Saturday, December 22, 2007
A plan to control elk herds in Rocky Mountain National Park that might include snipers equipped with night-vision goggles has received a hearty thumbs-down from the Colorado Wildlife Commission.
During its meeting last week in Denver, the commission roundly booed the National Park Service’s preferred alternatives in its “Elk and Vegetation Management Plan” for Rocky Mountain National Park.
Of five possible alternatives, including a “no action” plan, RMNP officials on Dec. 10 announced they have opted for alternative three, which would rely on “authorized agents” to cull up to 200 elk per year, reducing the current 3,000 or so elk now to about 1,600 to 2,100 animals.

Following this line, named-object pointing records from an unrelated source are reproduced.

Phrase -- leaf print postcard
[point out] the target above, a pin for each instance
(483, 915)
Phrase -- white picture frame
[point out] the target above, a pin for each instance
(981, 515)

The 20-year, $6-million plan says the “agents” would come from other federal agencies, volunteers and private contractors. Opponents of the plan say those agents could come in the form of sharpshooters sneaking around at night, plugging unsuspecting elk with rifles equipped with silencers.
Because of the limited harvest, the park’s plan also includes other methods of population control, including birth-control drugs and maybe, just maybe, the “adaptive use of wolves as a management tool.”
Overabundant elk numbers have destroyed many of the park’s aspen stands and willow patches that elk and other wildlife species need for survival.
Downplaying the possibility of wolves ever showing up in Colorado unless they walk here, the wildlife commission pushed again for the park to use “citizen volunteers.”
“Repeatedly, the Colorado Wildlife Commission has said that we are proponents of using qualified citizen volunteers to assist in managing the elk population in Rocky Mountain National Park,” said Tom Burke, chairman of the Colorado Wildlife Commission.
“Culling 100-200 or less elk a year may not have the impact desired on the current population of 3,000 in Rocky Mountain National Park,” he said. “The language in the plan falls short of our expectations.”
He reminded park officials of a commission resolution adopted in July of 2006 that called for using qualified public volunteers to control the park’s elk numbers.
RMNP elk numbers first became an issue around 1930, reports the Wildlife Management Institute, and elk populations were controlled from 1944 to 1968.
On Dec. 11, Rep. Mark Udall, D-Colorado, supported the park’s decision to include “qualified volunteers” in the final elk management plan and urged the park to heed the commission’s advice.
“I’m concerned the Park Service might give a higher priority to using people from other federal or state agencies,” wrote Udall. “I think if qualified sportsmen or sportswomen are willing to volunteer, they should be first in line.”